Emploi et Chômage à Bruxelles, quel futur pour le marché d'emploi?

Pour trouver du travail à Bruxelles, il est évident qu'une recherche générale s'impose pour savoir si le futur de l'emploi à Bruxelles est en déclin ou promettant et quel profil est le plus recherché.

Le marché d'emploi bruxellois est un marché performant qui offre du travail à plus de 700.000 personnes. Plus que la moitié des jobs sur ce marché nécessitent un diplôme d'enseignement supérieur ce qui est plus qu'indicatif de la qualité de l'emploi  à Bruxelles. La dominance du tertiaire sous-entend aussi une concurrence plus intense pour ces jobs qui nécessitent qu'un faible niveau de qualification ou un statut d'ouvrier.

Parmi les demandeurs d'emploi à Bruxelles, c'est ce profil qui domine: les 107.500  demandeurs d'emplois (au 07/2011) ont le plus souvent un profil peu recherché sur le marché d'emploi régional. Souvent trop peu qualifié, la grande majorité des demandeurs d'emploi ne maitrise pas le Néerlandais, dont la connaissance est un véritable levier de mobilité sociale. L'écart entre l'offre et la demande sur le marché d'emploi explique en grande partie la situation paradoxale entre beaucoup de travail et beaucoup de chômage en même temps.
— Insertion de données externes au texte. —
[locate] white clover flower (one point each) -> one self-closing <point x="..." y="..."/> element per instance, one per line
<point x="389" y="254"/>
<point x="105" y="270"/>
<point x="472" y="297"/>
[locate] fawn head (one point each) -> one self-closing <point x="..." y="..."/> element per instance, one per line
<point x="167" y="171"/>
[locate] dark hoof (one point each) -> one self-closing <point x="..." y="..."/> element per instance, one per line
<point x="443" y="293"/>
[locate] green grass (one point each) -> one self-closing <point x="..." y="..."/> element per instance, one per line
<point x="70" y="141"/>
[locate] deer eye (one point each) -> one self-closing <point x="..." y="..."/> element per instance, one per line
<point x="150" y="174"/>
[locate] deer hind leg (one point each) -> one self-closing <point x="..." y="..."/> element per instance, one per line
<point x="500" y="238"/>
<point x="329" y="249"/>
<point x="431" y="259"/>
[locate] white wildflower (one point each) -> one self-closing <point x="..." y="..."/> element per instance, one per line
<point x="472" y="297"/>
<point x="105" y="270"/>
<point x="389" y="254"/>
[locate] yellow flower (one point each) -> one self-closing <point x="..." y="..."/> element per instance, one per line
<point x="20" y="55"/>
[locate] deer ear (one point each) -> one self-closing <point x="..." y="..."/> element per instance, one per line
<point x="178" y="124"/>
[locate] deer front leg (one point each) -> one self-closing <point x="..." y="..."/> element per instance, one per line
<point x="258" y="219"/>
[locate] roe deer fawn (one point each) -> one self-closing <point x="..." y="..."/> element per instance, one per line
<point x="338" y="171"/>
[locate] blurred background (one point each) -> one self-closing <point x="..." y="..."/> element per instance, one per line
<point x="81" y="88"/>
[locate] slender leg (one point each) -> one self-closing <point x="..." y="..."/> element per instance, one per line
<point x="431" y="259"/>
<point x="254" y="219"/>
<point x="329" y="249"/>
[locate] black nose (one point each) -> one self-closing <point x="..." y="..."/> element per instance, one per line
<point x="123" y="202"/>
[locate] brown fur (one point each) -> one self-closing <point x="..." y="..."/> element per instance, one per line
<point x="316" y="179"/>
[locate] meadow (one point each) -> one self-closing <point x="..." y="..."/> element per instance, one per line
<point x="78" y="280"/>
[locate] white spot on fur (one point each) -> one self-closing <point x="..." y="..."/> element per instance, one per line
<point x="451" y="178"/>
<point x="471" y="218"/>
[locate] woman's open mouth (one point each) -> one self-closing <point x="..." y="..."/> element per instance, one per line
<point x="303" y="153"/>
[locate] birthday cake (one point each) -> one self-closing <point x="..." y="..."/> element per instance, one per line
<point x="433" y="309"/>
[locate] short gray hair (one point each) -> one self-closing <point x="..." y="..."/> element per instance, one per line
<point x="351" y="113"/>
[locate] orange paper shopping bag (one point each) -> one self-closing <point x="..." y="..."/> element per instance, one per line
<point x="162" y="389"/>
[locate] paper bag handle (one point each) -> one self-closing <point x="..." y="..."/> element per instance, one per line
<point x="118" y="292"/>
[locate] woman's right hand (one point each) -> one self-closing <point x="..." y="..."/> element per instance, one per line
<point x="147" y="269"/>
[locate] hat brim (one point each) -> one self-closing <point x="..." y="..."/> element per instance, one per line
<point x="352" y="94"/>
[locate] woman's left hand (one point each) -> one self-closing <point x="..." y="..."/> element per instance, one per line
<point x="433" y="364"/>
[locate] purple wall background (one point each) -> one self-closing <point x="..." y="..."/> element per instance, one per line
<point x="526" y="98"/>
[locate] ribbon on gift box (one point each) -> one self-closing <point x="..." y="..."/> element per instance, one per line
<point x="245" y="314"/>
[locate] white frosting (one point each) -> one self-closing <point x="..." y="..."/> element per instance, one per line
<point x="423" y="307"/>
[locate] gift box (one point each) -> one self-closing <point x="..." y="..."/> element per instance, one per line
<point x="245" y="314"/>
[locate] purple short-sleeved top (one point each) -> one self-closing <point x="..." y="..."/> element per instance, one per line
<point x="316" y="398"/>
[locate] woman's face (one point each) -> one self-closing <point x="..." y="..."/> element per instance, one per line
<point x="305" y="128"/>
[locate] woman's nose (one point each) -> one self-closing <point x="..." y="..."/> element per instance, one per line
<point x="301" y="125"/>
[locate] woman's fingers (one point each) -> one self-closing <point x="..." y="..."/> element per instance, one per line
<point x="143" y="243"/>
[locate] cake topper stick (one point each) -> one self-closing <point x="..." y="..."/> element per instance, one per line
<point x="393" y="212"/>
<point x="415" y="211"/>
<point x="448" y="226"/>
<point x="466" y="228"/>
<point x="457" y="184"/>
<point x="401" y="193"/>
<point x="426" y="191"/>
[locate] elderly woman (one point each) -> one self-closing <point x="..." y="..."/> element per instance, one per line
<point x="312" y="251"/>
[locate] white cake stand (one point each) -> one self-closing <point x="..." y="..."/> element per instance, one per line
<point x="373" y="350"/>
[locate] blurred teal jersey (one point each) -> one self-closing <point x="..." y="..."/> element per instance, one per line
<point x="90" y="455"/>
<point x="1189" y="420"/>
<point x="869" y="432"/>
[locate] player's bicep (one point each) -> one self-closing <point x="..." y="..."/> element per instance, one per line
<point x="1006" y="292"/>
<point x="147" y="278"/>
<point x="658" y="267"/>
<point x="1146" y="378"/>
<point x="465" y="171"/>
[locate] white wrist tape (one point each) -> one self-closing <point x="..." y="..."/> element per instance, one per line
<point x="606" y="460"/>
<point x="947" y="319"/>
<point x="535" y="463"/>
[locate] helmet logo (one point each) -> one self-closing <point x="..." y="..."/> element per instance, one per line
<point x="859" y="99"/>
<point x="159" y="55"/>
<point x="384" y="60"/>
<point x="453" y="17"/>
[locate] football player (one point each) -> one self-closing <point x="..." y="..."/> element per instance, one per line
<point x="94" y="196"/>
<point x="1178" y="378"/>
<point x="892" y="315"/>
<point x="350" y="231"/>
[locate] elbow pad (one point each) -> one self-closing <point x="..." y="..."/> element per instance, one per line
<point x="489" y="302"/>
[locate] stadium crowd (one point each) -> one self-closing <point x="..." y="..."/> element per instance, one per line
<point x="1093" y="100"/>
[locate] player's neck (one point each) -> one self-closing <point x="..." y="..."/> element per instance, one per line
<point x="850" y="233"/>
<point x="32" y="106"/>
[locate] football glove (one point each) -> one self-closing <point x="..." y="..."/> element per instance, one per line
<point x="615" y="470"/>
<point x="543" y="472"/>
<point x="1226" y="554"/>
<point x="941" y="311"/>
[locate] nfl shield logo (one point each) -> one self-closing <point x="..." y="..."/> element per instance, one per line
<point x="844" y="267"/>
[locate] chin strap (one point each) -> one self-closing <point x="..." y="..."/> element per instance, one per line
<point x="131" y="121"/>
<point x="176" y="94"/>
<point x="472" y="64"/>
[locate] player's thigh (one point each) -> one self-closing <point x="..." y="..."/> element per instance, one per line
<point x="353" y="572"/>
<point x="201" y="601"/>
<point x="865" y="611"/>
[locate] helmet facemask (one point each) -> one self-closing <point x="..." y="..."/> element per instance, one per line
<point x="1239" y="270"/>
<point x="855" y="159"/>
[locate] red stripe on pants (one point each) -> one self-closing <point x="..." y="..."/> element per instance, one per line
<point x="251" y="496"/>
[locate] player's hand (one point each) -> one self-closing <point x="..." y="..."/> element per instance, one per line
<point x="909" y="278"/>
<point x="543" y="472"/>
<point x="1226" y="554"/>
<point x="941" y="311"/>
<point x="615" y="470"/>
Le défi socio-économique de Bruxelles est d'inclure ses 107500 demandeurs d'emploi dans l'économie

Le marché d'emploi bruxellois ne se limite pas à ses frontières régionales et les 19 communes. Ensemble avec sa périphérie, le métropole bruxellois forme le plus grand bassin d'emploi du pays et produit 30% du PIB national. De plus en plus de Bruxellois trouvent un emploi en dehors de la région:  près de 16% de la population active bruxelloise quitte sa région au quotidien pour aller travailler (65.521 quittent, 338.236 restent). Par contre, les demandeurs d'emploi, quant à eux, ne trouvent que difficilement le chemin vers l'emploi en dehors de Bruxelles, comme par exemple des communes de Machelen (21.000 jobs), Zaventem (48.000 jobs) ou Vilvorde (27.000 jobs).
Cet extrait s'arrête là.